Udgodskaya didn't initially have any plans to run in the mayoral race in her small rural town of Povalikhino until fate — or more specifically, the ersatz election-style of Russian democracy — intervened.
As the Times and others reported, the incumbent, Mayor Nikolai Loktev was running unopposed and needed an opponent to create the illusion of a free and fair election.
After reportedly asking his city hall assistant as well as a member of the Communist Party who had run in previous elections, Loktev, 58, found himself nearly out of options. That's when he asked Udgodskaya, a cleaner at city hall and one of the town's 242 residents.
“He just needed somebody else, anybody at all, so the election could take place,” Udgodskaya, 35, told the Times.

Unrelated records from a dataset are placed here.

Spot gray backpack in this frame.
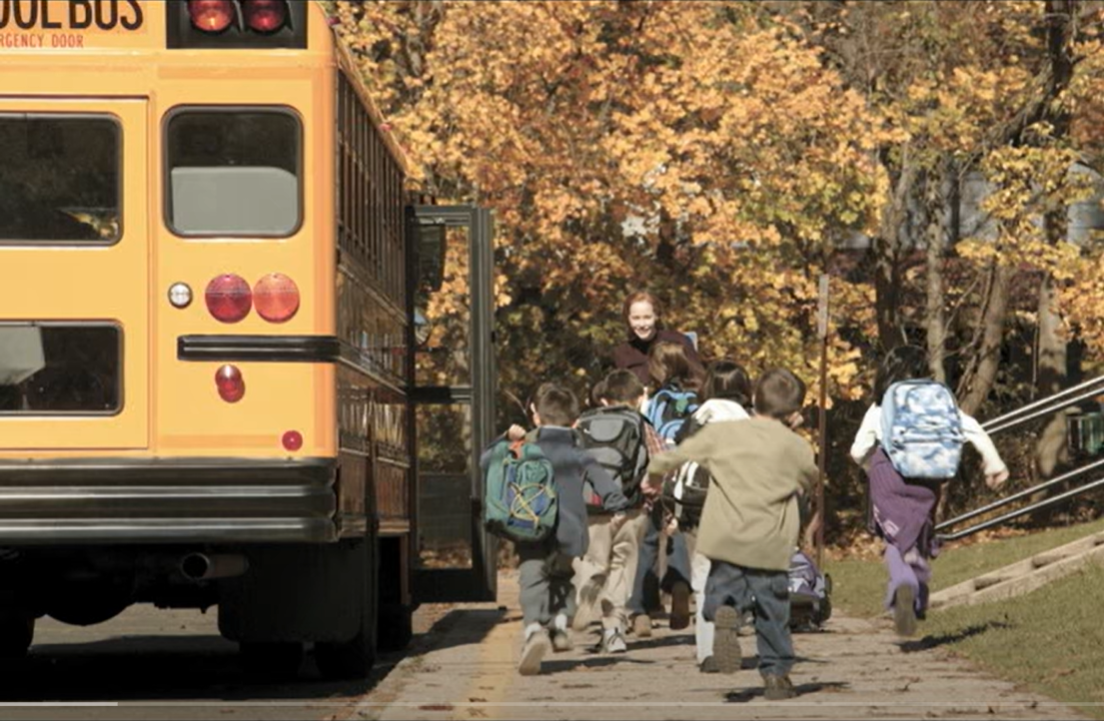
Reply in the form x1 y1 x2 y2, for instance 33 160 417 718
575 405 648 508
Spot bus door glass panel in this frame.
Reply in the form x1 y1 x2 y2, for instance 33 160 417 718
414 225 471 388
416 403 473 570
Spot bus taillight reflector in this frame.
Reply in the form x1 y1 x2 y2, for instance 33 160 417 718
214 364 245 403
242 0 287 32
188 0 234 33
253 273 299 322
204 273 253 322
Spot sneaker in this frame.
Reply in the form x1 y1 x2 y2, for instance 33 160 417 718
713 606 743 674
602 628 628 654
633 614 651 638
552 628 575 654
670 581 690 630
893 586 916 637
518 628 552 676
763 674 797 701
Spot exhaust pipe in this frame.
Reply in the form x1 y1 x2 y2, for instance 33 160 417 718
180 553 250 582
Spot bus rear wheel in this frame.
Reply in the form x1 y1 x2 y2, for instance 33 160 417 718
0 611 34 662
315 630 375 680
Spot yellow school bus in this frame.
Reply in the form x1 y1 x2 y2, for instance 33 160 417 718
0 0 501 677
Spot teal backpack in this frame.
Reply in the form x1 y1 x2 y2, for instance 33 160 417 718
484 441 559 542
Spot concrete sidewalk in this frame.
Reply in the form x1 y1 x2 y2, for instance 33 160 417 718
355 573 1085 721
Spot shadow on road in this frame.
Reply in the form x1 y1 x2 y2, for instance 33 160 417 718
900 621 1012 654
724 681 851 703
0 609 502 704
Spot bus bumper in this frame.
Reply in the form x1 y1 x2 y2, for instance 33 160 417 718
0 458 338 545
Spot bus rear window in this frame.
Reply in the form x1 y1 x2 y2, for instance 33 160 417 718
166 108 302 237
0 113 121 244
0 322 123 415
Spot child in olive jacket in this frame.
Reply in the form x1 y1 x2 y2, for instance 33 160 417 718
648 369 817 700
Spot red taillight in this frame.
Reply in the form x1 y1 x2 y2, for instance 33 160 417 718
242 0 287 32
253 273 299 322
214 365 245 403
188 0 234 33
204 273 253 322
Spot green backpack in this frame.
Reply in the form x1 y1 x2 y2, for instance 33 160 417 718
484 441 559 542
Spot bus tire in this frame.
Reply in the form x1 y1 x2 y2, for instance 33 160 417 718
238 642 302 681
315 542 380 680
0 611 34 662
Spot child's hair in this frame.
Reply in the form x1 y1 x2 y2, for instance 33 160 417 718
755 368 805 421
701 359 752 406
599 369 644 403
874 346 932 403
622 290 662 330
648 340 701 391
533 383 578 426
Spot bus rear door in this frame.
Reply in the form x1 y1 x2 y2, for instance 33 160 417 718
0 101 150 456
410 205 498 602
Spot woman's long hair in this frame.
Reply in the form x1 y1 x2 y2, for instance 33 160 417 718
648 340 701 391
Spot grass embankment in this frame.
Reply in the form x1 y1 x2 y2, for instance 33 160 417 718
825 519 1104 719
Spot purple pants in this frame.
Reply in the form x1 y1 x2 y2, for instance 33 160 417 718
885 542 932 613
868 449 940 613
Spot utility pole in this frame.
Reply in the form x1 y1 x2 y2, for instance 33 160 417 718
813 273 828 569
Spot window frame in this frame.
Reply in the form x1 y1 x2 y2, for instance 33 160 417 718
0 110 127 248
160 105 307 241
0 320 127 420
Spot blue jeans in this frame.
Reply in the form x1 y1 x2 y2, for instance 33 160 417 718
702 561 794 676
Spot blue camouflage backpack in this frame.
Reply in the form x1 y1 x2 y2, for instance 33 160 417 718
645 385 699 445
484 441 559 542
882 380 966 480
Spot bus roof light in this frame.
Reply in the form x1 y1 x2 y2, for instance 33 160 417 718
203 273 253 322
253 273 299 322
214 364 245 403
188 0 235 33
242 0 288 33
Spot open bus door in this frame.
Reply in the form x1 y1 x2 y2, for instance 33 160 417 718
407 205 498 602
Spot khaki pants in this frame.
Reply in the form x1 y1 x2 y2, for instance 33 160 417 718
575 509 648 632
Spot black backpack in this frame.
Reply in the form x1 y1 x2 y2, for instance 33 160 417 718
575 406 648 508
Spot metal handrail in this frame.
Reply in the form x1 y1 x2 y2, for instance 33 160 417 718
938 478 1104 541
935 375 1104 541
981 375 1104 434
935 459 1104 531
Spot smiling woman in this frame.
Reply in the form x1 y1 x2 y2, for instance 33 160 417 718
614 290 705 390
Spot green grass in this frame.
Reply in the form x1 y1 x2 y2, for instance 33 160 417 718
825 519 1104 618
825 519 1104 719
921 566 1104 719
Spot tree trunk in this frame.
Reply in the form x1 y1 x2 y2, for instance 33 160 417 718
924 157 951 383
1036 0 1079 478
958 263 1016 415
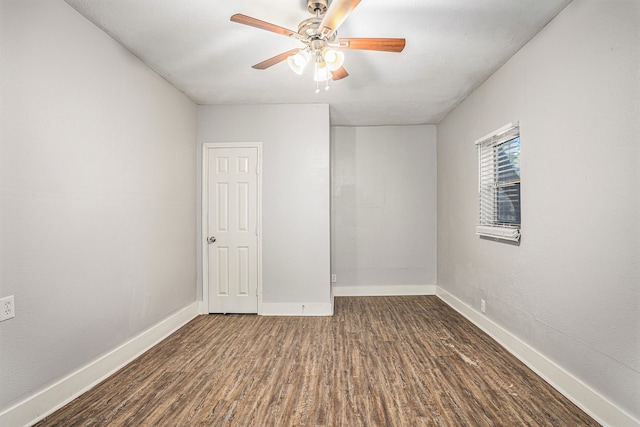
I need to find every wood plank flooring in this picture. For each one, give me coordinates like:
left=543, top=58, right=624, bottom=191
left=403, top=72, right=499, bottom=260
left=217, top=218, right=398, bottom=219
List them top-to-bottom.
left=37, top=296, right=598, bottom=427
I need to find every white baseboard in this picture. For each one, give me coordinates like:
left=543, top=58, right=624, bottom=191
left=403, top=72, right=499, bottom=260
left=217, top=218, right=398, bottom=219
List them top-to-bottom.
left=332, top=285, right=436, bottom=297
left=436, top=287, right=640, bottom=427
left=260, top=302, right=333, bottom=316
left=0, top=303, right=197, bottom=427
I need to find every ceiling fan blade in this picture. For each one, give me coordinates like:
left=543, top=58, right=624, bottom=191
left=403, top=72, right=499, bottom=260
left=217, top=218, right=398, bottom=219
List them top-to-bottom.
left=318, top=0, right=360, bottom=37
left=231, top=13, right=298, bottom=37
left=340, top=38, right=406, bottom=52
left=251, top=49, right=300, bottom=70
left=331, top=67, right=349, bottom=81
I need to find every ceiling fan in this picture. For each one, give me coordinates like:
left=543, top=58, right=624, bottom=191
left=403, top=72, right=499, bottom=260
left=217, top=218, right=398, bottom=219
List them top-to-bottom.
left=231, top=0, right=406, bottom=93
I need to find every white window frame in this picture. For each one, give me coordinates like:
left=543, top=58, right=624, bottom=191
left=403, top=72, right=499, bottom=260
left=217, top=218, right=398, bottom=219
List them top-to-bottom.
left=475, top=122, right=522, bottom=242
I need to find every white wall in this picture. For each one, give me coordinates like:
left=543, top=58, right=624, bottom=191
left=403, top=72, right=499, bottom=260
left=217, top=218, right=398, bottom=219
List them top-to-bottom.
left=0, top=0, right=196, bottom=412
left=438, top=0, right=640, bottom=419
left=198, top=105, right=332, bottom=314
left=331, top=126, right=437, bottom=295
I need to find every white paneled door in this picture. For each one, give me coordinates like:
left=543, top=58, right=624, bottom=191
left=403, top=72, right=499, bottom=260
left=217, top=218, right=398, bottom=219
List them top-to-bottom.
left=206, top=147, right=259, bottom=313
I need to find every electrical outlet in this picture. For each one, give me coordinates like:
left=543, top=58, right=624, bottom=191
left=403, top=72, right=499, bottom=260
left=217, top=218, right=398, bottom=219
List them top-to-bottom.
left=0, top=295, right=16, bottom=322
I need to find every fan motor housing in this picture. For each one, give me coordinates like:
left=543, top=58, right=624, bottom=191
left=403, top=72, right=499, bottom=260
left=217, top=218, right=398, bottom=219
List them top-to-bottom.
left=307, top=0, right=329, bottom=16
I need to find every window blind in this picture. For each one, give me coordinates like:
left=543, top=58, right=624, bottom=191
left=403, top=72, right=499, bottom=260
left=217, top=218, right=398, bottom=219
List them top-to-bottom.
left=476, top=122, right=521, bottom=241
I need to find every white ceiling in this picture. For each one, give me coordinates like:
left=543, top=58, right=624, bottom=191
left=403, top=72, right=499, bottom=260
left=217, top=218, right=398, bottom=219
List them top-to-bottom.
left=65, top=0, right=571, bottom=126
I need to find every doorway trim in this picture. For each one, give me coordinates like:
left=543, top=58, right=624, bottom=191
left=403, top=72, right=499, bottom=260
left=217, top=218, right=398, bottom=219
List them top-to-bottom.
left=200, top=142, right=262, bottom=315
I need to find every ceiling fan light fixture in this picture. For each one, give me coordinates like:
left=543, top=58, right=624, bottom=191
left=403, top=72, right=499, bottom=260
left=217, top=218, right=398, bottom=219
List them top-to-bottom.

Though she didn't campaign for office, Udgodskaya ultimately earned about 62 percent of the vote. Her now-former boss, meanwhile, eked out 34 percent. The results initially left her "worried and confused," according to the Times.
"Clearly the people wanted change," Loktev, a former policeman, told the BBC.

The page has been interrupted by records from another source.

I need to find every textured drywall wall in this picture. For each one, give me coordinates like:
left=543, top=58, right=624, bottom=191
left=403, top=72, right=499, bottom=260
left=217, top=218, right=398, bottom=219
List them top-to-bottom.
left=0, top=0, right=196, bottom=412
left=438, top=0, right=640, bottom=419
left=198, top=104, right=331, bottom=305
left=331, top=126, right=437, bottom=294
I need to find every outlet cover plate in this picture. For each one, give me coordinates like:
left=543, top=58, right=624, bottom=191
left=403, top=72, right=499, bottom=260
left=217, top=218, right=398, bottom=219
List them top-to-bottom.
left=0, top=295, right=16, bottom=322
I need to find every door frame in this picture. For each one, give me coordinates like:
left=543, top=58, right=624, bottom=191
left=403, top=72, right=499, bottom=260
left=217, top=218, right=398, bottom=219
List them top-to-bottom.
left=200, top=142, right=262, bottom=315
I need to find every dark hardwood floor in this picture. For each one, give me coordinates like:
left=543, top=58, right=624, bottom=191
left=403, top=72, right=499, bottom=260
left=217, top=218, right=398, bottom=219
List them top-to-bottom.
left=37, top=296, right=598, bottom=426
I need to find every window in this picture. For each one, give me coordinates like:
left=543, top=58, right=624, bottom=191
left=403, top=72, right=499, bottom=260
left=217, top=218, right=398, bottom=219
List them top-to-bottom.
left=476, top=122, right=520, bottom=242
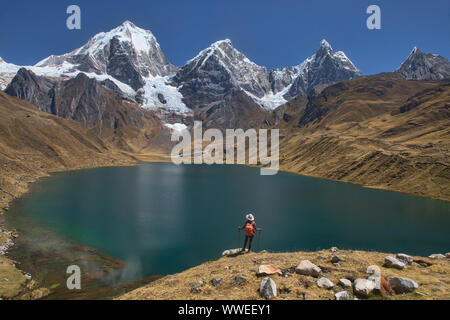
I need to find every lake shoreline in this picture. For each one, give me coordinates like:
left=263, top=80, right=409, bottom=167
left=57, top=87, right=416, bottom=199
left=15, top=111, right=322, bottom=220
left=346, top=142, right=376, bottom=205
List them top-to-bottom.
left=0, top=154, right=448, bottom=298
left=116, top=247, right=450, bottom=301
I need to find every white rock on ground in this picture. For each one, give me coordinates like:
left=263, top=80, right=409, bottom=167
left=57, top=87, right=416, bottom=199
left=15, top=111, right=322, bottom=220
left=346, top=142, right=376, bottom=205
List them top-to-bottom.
left=222, top=249, right=247, bottom=257
left=396, top=253, right=414, bottom=264
left=428, top=253, right=445, bottom=259
left=331, top=255, right=345, bottom=263
left=384, top=256, right=406, bottom=270
left=295, top=260, right=322, bottom=277
left=256, top=264, right=282, bottom=276
left=366, top=265, right=381, bottom=274
left=367, top=273, right=381, bottom=290
left=259, top=277, right=277, bottom=299
left=317, top=277, right=334, bottom=289
left=387, top=277, right=419, bottom=293
left=339, top=279, right=352, bottom=288
left=353, top=279, right=375, bottom=298
left=334, top=291, right=350, bottom=300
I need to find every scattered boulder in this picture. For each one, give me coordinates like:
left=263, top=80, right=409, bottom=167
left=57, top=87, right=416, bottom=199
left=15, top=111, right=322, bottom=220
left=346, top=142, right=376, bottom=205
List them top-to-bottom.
left=222, top=249, right=248, bottom=257
left=396, top=253, right=414, bottom=264
left=331, top=255, right=345, bottom=263
left=384, top=256, right=406, bottom=270
left=295, top=260, right=322, bottom=278
left=256, top=264, right=282, bottom=276
left=366, top=265, right=381, bottom=274
left=367, top=274, right=381, bottom=290
left=367, top=274, right=392, bottom=297
left=367, top=274, right=392, bottom=297
left=234, top=276, right=247, bottom=285
left=380, top=276, right=392, bottom=297
left=259, top=277, right=277, bottom=299
left=317, top=277, right=334, bottom=289
left=387, top=277, right=419, bottom=293
left=211, top=278, right=222, bottom=288
left=339, top=279, right=352, bottom=288
left=354, top=279, right=375, bottom=298
left=191, top=280, right=206, bottom=293
left=334, top=291, right=350, bottom=300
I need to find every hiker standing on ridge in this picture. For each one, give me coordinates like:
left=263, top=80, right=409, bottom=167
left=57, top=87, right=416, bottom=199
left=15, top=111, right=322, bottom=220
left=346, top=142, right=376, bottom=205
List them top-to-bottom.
left=238, top=213, right=262, bottom=251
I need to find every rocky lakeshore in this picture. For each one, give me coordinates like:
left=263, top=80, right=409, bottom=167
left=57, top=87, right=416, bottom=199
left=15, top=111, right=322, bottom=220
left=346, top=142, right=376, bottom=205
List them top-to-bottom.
left=118, top=248, right=450, bottom=300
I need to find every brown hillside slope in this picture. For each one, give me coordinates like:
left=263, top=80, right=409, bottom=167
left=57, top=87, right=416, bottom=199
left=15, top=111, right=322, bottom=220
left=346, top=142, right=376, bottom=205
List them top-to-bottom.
left=267, top=75, right=450, bottom=201
left=0, top=92, right=134, bottom=209
left=118, top=250, right=450, bottom=300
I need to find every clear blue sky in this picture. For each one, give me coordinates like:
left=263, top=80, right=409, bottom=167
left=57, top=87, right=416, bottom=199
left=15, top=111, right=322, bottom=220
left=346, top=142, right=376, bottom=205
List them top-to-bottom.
left=0, top=0, right=450, bottom=74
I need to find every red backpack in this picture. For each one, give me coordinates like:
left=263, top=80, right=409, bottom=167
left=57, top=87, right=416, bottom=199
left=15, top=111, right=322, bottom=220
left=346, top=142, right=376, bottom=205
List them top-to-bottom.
left=245, top=223, right=256, bottom=237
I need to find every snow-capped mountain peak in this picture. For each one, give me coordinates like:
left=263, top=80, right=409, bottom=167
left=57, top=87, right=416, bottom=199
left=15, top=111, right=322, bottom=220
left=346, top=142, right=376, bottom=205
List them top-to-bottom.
left=74, top=20, right=159, bottom=56
left=35, top=21, right=177, bottom=90
left=395, top=47, right=450, bottom=80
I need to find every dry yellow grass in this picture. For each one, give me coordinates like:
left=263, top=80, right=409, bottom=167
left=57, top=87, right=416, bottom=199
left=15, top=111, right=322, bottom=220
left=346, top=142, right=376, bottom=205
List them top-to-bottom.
left=117, top=250, right=450, bottom=300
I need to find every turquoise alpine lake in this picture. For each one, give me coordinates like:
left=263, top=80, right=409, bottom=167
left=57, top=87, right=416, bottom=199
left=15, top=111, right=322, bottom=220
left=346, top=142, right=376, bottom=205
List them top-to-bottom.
left=3, top=163, right=450, bottom=296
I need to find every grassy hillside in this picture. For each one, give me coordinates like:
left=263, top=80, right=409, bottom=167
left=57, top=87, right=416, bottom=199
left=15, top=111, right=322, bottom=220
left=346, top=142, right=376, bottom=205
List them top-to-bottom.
left=267, top=75, right=450, bottom=201
left=118, top=250, right=450, bottom=300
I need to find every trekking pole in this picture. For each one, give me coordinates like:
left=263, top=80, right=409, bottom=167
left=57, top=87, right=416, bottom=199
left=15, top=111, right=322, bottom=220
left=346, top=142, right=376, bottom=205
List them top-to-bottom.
left=236, top=229, right=241, bottom=248
left=258, top=229, right=262, bottom=252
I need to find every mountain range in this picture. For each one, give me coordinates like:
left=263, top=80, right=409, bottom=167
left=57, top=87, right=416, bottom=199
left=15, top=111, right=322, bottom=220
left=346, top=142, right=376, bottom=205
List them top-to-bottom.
left=0, top=21, right=450, bottom=129
left=0, top=21, right=450, bottom=200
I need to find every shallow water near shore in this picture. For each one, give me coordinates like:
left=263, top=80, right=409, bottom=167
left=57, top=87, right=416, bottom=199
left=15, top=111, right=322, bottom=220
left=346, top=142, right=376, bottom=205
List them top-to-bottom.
left=2, top=163, right=450, bottom=298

Some of the town's residents told the Times that Udgodskaya's success was in part because she — like her neighbors — is familiar to almost everyone else in the area. Meanwhile, one local who voted for her told the Times that Loktev "didn’t show he cared."
"You shouldn’t expect anything in an election," Udgodskaya told the paper.

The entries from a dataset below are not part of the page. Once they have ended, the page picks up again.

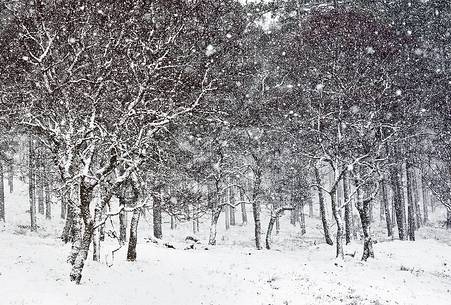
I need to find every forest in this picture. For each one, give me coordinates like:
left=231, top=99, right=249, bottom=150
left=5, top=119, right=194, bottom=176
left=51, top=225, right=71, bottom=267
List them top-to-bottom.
left=0, top=0, right=451, bottom=304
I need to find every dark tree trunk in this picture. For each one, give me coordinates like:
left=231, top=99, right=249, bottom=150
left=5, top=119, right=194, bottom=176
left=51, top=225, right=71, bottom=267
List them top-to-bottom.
left=28, top=135, right=38, bottom=232
left=35, top=153, right=45, bottom=215
left=8, top=160, right=14, bottom=193
left=0, top=161, right=5, bottom=222
left=406, top=163, right=416, bottom=240
left=390, top=166, right=406, bottom=240
left=314, top=167, right=334, bottom=245
left=43, top=171, right=52, bottom=219
left=252, top=171, right=262, bottom=250
left=343, top=173, right=352, bottom=244
left=420, top=174, right=429, bottom=224
left=70, top=181, right=94, bottom=284
left=381, top=181, right=393, bottom=236
left=228, top=187, right=236, bottom=226
left=240, top=188, right=247, bottom=224
left=60, top=192, right=68, bottom=219
left=330, top=192, right=344, bottom=258
left=153, top=195, right=163, bottom=239
left=119, top=196, right=127, bottom=245
left=308, top=197, right=313, bottom=218
left=299, top=203, right=307, bottom=235
left=61, top=205, right=75, bottom=242
left=208, top=205, right=222, bottom=246
left=127, top=209, right=141, bottom=262
left=446, top=209, right=451, bottom=230
left=265, top=215, right=277, bottom=250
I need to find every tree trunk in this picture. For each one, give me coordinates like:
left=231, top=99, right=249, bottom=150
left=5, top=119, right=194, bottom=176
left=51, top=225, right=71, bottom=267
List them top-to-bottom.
left=28, top=135, right=38, bottom=232
left=36, top=153, right=45, bottom=215
left=0, top=161, right=5, bottom=222
left=8, top=161, right=14, bottom=193
left=406, top=163, right=416, bottom=240
left=390, top=166, right=406, bottom=240
left=315, top=167, right=334, bottom=245
left=43, top=171, right=52, bottom=219
left=420, top=171, right=429, bottom=224
left=343, top=173, right=352, bottom=244
left=380, top=180, right=393, bottom=236
left=70, top=181, right=94, bottom=284
left=228, top=187, right=236, bottom=226
left=240, top=188, right=247, bottom=225
left=60, top=192, right=68, bottom=219
left=330, top=192, right=344, bottom=258
left=152, top=195, right=163, bottom=239
left=119, top=196, right=127, bottom=245
left=308, top=197, right=313, bottom=218
left=357, top=201, right=374, bottom=261
left=299, top=203, right=307, bottom=235
left=61, top=204, right=75, bottom=242
left=208, top=205, right=222, bottom=246
left=127, top=209, right=141, bottom=262
left=446, top=209, right=451, bottom=230
left=265, top=215, right=277, bottom=250
left=70, top=217, right=94, bottom=284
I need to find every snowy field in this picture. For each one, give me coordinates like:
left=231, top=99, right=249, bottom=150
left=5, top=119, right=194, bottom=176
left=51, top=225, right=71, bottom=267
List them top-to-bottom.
left=0, top=182, right=451, bottom=305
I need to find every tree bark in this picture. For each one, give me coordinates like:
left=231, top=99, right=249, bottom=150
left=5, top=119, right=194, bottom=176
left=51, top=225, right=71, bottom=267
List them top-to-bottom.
left=28, top=135, right=38, bottom=232
left=8, top=160, right=14, bottom=193
left=0, top=161, right=5, bottom=222
left=406, top=162, right=416, bottom=240
left=390, top=166, right=406, bottom=240
left=314, top=167, right=334, bottom=245
left=43, top=170, right=52, bottom=219
left=252, top=171, right=262, bottom=250
left=420, top=171, right=429, bottom=224
left=343, top=173, right=352, bottom=244
left=70, top=181, right=94, bottom=284
left=381, top=181, right=393, bottom=236
left=240, top=188, right=247, bottom=225
left=152, top=191, right=163, bottom=239
left=330, top=191, right=344, bottom=258
left=119, top=196, right=127, bottom=245
left=299, top=202, right=307, bottom=235
left=208, top=205, right=222, bottom=246
left=127, top=209, right=141, bottom=262
left=446, top=209, right=451, bottom=230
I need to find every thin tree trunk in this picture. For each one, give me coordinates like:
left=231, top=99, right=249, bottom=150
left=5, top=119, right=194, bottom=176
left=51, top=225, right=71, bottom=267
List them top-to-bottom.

She reportedly lives with her day laborer husband and two teenage children. As the Times reports, the new position more than doubles her salary to 29,000 rubles, or about $380 a month.
Udgodskaya initially continued in her cleaning job until Loktev moved out of her new office, according to the BBC. She reportedly settled in to her new role earlier this month.
The Times reported that a priority for her was installing streetlights in Povalikhino.
In Russia, so-called managed democracy sees elections that preserve the illusion of competitiveness but in which incumbents virtually never lose. Instead, the outcome is somewhat predetermined, with any truly promising candidates generally being bumped from the ballot (or from campaigning at all).
There can be exceptions, however, as a member of the Povalikhino electoral commission told the BBC when discussing Udgodskaya's victory.
"Nikolai Loktev thought no one would vote for her and he would stay in the job. But the people had had enough and they came out and chose Marina Udgodskaya," said the woman, who wished to remain anonymous. "He was amazed and she was flabbergasted!"